Grunderwerbsteuer bei der Übertragung von Eigentumswohnungen

Der BFH hat mit Urteil vom 16.9.2020 (Aktenzeichen II R 49/17) entschieden, dass beim rechtsgeschäftlichen Erwerb von Teileigentum der vereinbarte Kaufpreis als Bemessungsgrundlage der Grunderwerbsteuer nicht um die anteilige Instandhaltungsrückstellung zu mindern ist.

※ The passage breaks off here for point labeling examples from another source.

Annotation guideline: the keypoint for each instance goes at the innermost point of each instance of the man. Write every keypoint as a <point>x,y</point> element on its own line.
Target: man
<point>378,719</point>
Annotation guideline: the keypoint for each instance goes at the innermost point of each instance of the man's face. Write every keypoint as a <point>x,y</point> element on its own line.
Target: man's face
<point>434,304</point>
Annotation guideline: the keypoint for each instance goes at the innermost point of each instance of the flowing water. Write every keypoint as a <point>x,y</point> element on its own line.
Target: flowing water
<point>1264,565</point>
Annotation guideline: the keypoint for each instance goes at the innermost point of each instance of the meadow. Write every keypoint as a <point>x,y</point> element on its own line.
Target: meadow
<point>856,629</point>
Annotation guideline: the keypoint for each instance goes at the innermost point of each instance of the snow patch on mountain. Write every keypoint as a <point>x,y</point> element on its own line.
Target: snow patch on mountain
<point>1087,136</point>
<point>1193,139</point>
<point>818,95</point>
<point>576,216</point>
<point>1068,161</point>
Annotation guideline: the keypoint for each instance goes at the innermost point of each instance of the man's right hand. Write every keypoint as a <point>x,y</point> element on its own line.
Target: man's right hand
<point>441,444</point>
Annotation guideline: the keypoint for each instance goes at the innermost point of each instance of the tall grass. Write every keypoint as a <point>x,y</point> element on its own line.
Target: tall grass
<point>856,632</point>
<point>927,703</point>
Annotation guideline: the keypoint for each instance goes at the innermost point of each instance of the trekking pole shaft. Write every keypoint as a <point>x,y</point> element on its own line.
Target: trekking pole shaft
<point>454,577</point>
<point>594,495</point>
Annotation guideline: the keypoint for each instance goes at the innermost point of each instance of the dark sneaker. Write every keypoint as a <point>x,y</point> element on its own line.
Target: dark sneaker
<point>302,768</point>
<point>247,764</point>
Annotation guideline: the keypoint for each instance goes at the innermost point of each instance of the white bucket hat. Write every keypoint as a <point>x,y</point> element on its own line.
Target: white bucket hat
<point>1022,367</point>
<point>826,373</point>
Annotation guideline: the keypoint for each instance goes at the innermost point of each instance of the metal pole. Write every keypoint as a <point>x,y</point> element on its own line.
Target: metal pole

Hintergrund ist, dass eine ordnungsmäßige, dem Interesse der Gesamtheit der Wohnungseigentümer entsprechende Verwaltung auch die Ansammlung einer angemessenen Instandhaltungsrückstellung erfordert, die zum Verwaltungsvermögen zählt. Die Instandhaltungsrückstellung ist die Ansammlung einer angemessenen Geldsumme, die der wirtschaftlichen Absicherung künftig notwendiger Instandhaltungs- und Instandsetzungsmaßnahmen am Gemeinschaftseigentum dient und die im Wesentlichen durch Beiträge der Wohnungseigentümer angesammelt wird. Sie bleibt bei einem Eigentümerwechsel Vermögen der Wohnungseigentümergemeinschaft. Somit kann die (anteilige) Instandhaltungsrückstellung beim Eigentumserwerb durch Rechtsgeschäft auch bei entsprechender Einigung von Veräußerer und Erwerber über den Übergang der Instandhaltungsrückstellung nicht auf den Erwerber übergehen.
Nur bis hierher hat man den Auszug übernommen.